ロイドは皆に優しい。
ロイドは皆に平等だ。
ロイドは皆を愛する。

「よう、ロイド君。」

だけどそれって、実は誰も愛してないんだぜ。

「何だよ、ゼロス。」
「いや~ん、ハニーったら冷たーい。折角このゼロス君がわざわざハニーに会いに来たってのに。」
「……うざい。」
「あ、ひっでー。オレ様傷ついちゃうぞ。」
「……あーもー、勝手にしろよ。」
「あーん、コレットちゃーん。ロイド君が冷たーい!」

コレットちゃんに助けを求めてみる。

「ダメだよ、ロイド。ゼロスが泣いちゃうよ。」
「いや、泣いてはいないだろ。」
「ロイド君にこれ以上冷たくされたらオレ様泣くー!」
「ったく、しょうがねえな……。」

そう言いながらロイドはぽんぽんとオレの頭を撫でた。

「ロイド君オレ様の事好き?」
「あー、はいはい。

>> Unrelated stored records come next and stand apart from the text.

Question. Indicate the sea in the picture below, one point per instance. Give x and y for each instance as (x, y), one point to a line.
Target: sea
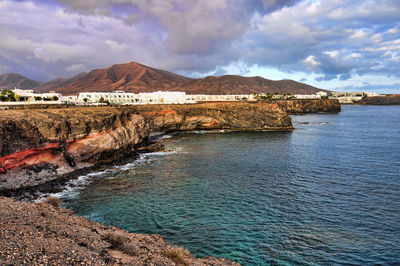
(327, 193)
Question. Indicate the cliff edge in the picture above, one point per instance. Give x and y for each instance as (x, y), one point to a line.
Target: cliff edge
(41, 149)
(42, 234)
(302, 106)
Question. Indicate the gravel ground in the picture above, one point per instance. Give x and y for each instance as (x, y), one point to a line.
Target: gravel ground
(41, 234)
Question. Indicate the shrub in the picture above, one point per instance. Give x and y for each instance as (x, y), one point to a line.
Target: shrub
(54, 201)
(179, 255)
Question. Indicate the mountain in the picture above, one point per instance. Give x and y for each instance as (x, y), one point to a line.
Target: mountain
(11, 80)
(130, 77)
(58, 83)
(135, 77)
(230, 84)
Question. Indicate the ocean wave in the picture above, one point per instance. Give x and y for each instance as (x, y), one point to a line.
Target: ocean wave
(220, 131)
(162, 153)
(312, 123)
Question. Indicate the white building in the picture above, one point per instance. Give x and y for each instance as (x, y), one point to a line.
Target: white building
(31, 96)
(127, 98)
(307, 96)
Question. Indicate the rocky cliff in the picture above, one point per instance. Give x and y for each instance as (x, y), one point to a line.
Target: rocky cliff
(42, 146)
(40, 234)
(38, 146)
(393, 99)
(302, 106)
(226, 116)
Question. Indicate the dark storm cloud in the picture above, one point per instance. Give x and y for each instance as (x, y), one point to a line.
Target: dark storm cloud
(334, 39)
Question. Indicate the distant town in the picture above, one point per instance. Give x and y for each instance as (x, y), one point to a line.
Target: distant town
(18, 96)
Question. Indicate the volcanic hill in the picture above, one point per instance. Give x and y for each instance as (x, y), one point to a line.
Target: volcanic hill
(135, 77)
(11, 80)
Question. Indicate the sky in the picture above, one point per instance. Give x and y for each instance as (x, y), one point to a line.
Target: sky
(337, 45)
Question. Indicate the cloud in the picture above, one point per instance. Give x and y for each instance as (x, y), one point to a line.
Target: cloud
(75, 68)
(311, 62)
(332, 39)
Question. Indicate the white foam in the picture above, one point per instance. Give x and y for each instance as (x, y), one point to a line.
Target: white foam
(162, 153)
(165, 137)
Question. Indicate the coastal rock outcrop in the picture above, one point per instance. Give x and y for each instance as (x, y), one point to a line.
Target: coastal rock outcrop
(37, 146)
(43, 148)
(302, 106)
(223, 116)
(41, 234)
(393, 99)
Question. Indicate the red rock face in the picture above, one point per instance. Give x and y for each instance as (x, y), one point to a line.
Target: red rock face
(38, 146)
(47, 153)
(79, 149)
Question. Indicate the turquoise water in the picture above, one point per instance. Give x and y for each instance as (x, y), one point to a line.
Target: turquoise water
(327, 193)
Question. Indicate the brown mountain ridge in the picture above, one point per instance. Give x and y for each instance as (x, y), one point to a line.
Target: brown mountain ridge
(135, 77)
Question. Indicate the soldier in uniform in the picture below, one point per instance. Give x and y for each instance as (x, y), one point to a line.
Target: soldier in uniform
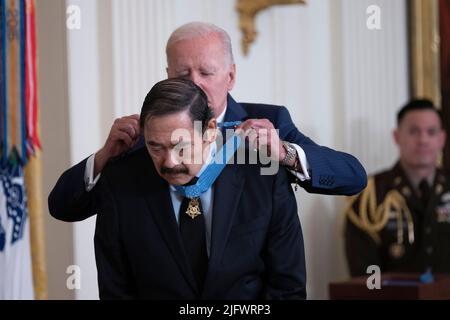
(401, 221)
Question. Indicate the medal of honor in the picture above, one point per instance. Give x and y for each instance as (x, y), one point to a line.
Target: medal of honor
(193, 209)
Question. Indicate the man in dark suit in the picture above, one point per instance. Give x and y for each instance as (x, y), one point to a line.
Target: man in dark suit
(202, 53)
(237, 238)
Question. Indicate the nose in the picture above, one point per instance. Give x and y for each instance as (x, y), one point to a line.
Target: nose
(171, 159)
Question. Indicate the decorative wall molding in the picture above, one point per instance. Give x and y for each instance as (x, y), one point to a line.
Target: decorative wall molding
(248, 9)
(425, 46)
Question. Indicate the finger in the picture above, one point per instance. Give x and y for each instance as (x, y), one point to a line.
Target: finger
(130, 121)
(121, 136)
(246, 125)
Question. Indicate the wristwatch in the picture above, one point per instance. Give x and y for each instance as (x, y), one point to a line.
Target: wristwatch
(291, 153)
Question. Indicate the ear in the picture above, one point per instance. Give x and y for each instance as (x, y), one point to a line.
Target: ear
(231, 77)
(210, 134)
(443, 138)
(396, 136)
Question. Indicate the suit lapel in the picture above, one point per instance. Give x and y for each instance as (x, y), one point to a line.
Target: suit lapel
(158, 200)
(227, 192)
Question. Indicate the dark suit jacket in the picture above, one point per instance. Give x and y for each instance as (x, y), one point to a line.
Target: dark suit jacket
(332, 172)
(256, 248)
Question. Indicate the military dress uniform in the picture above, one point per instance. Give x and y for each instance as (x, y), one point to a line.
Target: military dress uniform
(398, 227)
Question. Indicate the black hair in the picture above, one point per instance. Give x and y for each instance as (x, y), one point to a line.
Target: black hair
(176, 95)
(415, 105)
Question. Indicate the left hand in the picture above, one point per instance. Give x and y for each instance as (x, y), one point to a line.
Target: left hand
(262, 134)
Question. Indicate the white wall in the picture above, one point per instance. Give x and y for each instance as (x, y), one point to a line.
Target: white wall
(341, 82)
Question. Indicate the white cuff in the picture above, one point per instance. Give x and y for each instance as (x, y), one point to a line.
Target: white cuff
(89, 180)
(303, 163)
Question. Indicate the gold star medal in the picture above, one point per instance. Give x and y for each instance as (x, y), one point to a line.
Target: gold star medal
(193, 209)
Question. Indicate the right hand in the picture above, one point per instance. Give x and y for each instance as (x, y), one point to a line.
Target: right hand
(123, 136)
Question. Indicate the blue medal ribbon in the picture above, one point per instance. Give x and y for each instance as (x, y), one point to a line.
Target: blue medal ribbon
(213, 170)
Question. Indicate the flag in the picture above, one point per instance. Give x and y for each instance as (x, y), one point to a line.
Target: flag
(20, 219)
(15, 254)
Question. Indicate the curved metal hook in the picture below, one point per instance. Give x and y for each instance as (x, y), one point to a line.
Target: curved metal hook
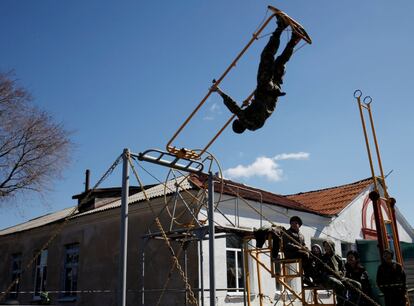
(367, 100)
(357, 93)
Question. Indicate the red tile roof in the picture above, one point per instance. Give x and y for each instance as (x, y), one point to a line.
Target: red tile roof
(331, 201)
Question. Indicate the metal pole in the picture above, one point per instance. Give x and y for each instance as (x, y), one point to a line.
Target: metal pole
(124, 230)
(211, 236)
(186, 276)
(144, 245)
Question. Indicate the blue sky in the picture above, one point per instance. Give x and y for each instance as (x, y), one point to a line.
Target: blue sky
(125, 74)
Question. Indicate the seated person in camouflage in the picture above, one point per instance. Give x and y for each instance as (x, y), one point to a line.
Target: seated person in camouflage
(269, 80)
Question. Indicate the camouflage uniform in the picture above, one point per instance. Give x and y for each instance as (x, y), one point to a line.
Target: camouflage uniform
(391, 280)
(269, 79)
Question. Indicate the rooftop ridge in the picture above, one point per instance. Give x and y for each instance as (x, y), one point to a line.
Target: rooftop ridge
(330, 188)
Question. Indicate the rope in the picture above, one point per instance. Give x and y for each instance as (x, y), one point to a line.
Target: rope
(59, 229)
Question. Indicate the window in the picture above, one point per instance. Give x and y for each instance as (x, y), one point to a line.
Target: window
(40, 273)
(234, 257)
(16, 272)
(70, 282)
(346, 247)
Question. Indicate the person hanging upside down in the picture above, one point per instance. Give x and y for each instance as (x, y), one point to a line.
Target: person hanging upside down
(269, 80)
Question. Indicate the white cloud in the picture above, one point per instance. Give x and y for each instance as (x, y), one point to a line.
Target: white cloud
(264, 167)
(215, 108)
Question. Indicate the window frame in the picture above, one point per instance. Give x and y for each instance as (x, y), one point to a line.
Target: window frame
(40, 267)
(15, 273)
(238, 265)
(68, 267)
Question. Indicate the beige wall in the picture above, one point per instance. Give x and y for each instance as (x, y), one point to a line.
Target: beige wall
(98, 238)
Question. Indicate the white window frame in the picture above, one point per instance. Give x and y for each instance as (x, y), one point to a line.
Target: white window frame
(16, 258)
(238, 266)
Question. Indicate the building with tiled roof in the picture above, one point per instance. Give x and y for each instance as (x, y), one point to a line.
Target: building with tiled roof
(331, 201)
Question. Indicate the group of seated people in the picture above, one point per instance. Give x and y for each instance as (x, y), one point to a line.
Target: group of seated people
(324, 268)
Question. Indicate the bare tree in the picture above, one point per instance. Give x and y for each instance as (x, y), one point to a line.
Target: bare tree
(34, 149)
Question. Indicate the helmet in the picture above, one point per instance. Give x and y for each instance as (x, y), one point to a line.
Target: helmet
(238, 126)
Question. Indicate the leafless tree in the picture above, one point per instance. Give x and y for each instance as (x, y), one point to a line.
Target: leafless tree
(34, 149)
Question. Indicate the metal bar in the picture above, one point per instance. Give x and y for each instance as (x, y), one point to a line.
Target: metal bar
(124, 231)
(233, 64)
(367, 143)
(246, 270)
(259, 279)
(201, 271)
(172, 164)
(389, 208)
(143, 272)
(211, 234)
(186, 275)
(377, 150)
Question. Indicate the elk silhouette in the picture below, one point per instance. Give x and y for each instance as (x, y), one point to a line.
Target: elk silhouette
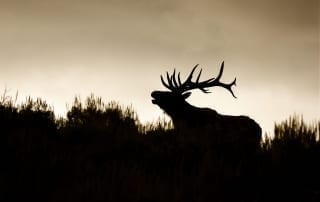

好きすき。」
「あ、ロイド。私は私は?」
「勿論好きに決まってるだろー!」
「ロイド君、オレ様とコレットちゃんで随分と差ありすぎじゃね?!」

態度上は凄くそっけない。
オレもこんなもんだよな、って思ってる。
でも、その実、その愛は物凄く平等だ。

「ゼロスも好きだって。」

そう言って、笑って、オレの髪をくしゃくしゃと撫でる。
毎日ちゃんとブローしてるのに、なんて言ってみたりして。
でも、嬉しい。

ロイドは皆の器に平等に愛を注ぐ。
ロイドの周りに集まっている奴らはオレを含め、皆、何処かしら欠陥があって、何時も愛が不足している。
俺の器なんかは、穴が空いている。
注がれても注がれても、全然足りない。

それでもロイドは皆に愛を注ぎ続ける。
多分、ロイドの愛は一人で受け止めるには重たすぎるんだ。
ロイドが本気で人を愛したら、そいつはきっとマトモじゃいられない。
だから、穴の開いた欠陥だらけの奴らが集まって、分け合って、丁度いいんだ。

それでも。

それでも独占したいって思ってしまうんだけど。










ロイド君の周りには愛に飢えた人間ばかりが集まっているような気がします。
恋愛、友愛、家族愛、人類愛……形は様々ですけど。